2020: The Year of the SLAT

Why the Spousal Lifetime Access Trusts may be the perfect solution for couples seeking to do estate planning in 2020

The federal estate and gift tax exemption is currently $11.58 million per person, the highest it has ever been.  However, the exemption amount will automatically revert to $5 million in 2026.  The COVID-19 pandemic and the 2020 presidential election could trigger more rapid tax changes.  A new urgency exists today to lock in the high exemption amount where possible before it goes away.  The Spousal Lifetime Access Trust (or “SLAT”) provides a way to lock in your lifetime exemption while allowing your spouse access to the trust funds in the discretion of a trustee.  For those with sufficient assets, the SLAT may be just the right planning solution at just the right time.

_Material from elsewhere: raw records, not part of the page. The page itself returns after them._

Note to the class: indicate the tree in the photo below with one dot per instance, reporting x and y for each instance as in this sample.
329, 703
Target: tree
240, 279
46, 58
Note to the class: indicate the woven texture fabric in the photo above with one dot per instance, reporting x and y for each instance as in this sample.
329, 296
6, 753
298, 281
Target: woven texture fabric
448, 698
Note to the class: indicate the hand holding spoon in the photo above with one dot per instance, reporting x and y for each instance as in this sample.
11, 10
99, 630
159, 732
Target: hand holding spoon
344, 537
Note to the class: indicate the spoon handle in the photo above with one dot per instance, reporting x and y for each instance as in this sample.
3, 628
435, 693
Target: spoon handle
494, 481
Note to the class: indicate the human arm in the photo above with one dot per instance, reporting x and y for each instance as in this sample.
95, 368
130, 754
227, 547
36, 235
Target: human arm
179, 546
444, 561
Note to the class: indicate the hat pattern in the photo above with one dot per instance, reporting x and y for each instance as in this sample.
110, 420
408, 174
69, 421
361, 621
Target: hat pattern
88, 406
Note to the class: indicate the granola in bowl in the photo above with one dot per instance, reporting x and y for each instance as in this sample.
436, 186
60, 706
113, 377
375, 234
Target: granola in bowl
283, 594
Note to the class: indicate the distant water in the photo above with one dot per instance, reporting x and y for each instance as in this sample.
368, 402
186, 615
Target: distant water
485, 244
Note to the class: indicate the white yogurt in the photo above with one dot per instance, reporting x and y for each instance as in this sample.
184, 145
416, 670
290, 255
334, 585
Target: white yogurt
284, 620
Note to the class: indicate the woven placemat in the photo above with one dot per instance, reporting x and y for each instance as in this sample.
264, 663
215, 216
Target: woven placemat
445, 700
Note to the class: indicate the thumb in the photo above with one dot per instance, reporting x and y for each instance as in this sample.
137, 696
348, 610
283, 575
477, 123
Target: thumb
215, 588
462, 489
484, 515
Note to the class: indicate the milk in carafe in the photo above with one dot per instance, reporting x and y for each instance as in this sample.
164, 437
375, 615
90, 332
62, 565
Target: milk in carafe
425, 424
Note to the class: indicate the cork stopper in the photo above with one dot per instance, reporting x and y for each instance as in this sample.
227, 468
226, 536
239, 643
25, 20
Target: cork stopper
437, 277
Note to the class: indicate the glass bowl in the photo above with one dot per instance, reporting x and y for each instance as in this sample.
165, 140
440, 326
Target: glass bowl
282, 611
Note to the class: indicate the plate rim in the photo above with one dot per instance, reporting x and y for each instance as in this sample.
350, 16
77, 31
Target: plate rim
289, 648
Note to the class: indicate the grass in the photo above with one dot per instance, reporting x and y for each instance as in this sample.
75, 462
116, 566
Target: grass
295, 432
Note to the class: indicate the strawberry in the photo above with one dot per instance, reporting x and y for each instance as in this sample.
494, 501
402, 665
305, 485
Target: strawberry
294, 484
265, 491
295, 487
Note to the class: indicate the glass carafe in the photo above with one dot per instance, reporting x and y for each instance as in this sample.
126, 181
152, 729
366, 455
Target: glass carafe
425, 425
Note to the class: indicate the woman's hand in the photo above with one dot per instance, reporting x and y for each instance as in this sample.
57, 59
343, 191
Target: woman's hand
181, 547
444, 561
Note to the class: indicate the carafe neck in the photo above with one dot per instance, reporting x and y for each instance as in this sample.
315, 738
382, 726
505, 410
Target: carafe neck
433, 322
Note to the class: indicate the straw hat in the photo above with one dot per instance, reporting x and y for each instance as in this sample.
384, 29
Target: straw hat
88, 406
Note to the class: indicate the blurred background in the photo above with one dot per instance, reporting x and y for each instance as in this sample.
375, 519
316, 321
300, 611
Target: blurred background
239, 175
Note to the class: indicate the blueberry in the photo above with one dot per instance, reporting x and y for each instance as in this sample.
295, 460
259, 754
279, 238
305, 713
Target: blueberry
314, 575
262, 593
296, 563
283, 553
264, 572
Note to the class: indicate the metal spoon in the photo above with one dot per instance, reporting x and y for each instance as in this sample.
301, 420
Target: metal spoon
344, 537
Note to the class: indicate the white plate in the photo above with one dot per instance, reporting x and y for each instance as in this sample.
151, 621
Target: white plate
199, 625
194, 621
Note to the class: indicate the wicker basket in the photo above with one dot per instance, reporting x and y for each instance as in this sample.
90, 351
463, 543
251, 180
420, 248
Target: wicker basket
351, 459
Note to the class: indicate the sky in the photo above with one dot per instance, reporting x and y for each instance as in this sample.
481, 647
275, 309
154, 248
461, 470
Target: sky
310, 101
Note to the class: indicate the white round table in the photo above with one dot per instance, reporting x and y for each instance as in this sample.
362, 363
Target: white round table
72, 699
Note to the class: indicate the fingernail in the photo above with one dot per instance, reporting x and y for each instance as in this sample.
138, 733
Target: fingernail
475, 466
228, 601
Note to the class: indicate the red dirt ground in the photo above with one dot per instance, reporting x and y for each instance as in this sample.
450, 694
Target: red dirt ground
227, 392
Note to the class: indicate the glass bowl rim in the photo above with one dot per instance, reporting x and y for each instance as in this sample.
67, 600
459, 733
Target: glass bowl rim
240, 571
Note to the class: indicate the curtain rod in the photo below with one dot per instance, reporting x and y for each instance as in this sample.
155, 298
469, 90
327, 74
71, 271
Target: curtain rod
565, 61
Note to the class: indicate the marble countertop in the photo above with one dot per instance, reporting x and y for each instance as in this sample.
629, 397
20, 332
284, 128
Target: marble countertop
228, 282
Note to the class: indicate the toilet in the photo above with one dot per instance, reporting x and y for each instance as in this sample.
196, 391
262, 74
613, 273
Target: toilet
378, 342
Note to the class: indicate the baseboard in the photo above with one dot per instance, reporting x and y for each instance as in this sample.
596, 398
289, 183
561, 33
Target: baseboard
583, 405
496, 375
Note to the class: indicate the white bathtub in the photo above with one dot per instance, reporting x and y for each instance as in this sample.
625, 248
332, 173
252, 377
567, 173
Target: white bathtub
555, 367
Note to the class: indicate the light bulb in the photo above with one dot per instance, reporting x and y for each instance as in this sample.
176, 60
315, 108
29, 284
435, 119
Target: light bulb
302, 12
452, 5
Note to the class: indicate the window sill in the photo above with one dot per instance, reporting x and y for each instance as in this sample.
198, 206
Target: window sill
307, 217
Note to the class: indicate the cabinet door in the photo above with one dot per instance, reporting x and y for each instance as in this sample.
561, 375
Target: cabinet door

The Spousal Lifetime Access Trust (or “SLAT”) has been around for a long time.  The last time SLATs were popular was in 2012 when Congress was facing the “fiscal cliff”, an artificial budgetary deadline designed to force legislative action.  At the time, people worried that unless Congress acted, all sorts of tax increases would automatically ensue in 2013, one of which was that the federal estate and gift tax exemption would revert to $1 million from $5.12 million.  Families with wealth over $1 million wanted to make sure they didn’t lose their exemption in the event Congress couldn’t agree on a resolution and “went over the cliff.”  So, in mid-2012, on the advice of estate planners, many people implemented a gifting strategy using SLATs to lock in their lifetime exemption.

What is a SLAT?

A SLAT is an irrevocable trust that functions as a lifetime credit shelter trust.  That is, it’s a trust designed to absorb (and thus lock in) one’s estate and gift tax exemption, which, for federal tax purposes, is currently $11.58 million per person, the highest it has ever been.  The beneficiaries of a SLAT can be just about anyone.  Your spouse and children are common but friends, grandchildren, and other relatives can also be beneficiaries.  What makes the SLAT attractive is that a spouse can be a beneficiary.  Although funding a SLAT is an irrevocable gift, the trustee will have the power to distribute assets to your spouse.  So, in a sense, the couple can get the money back if needed.  In addition, spouses may create a SLAT for each other as long as certain rules are followed (trusts can’t be reciprocal, e.g.).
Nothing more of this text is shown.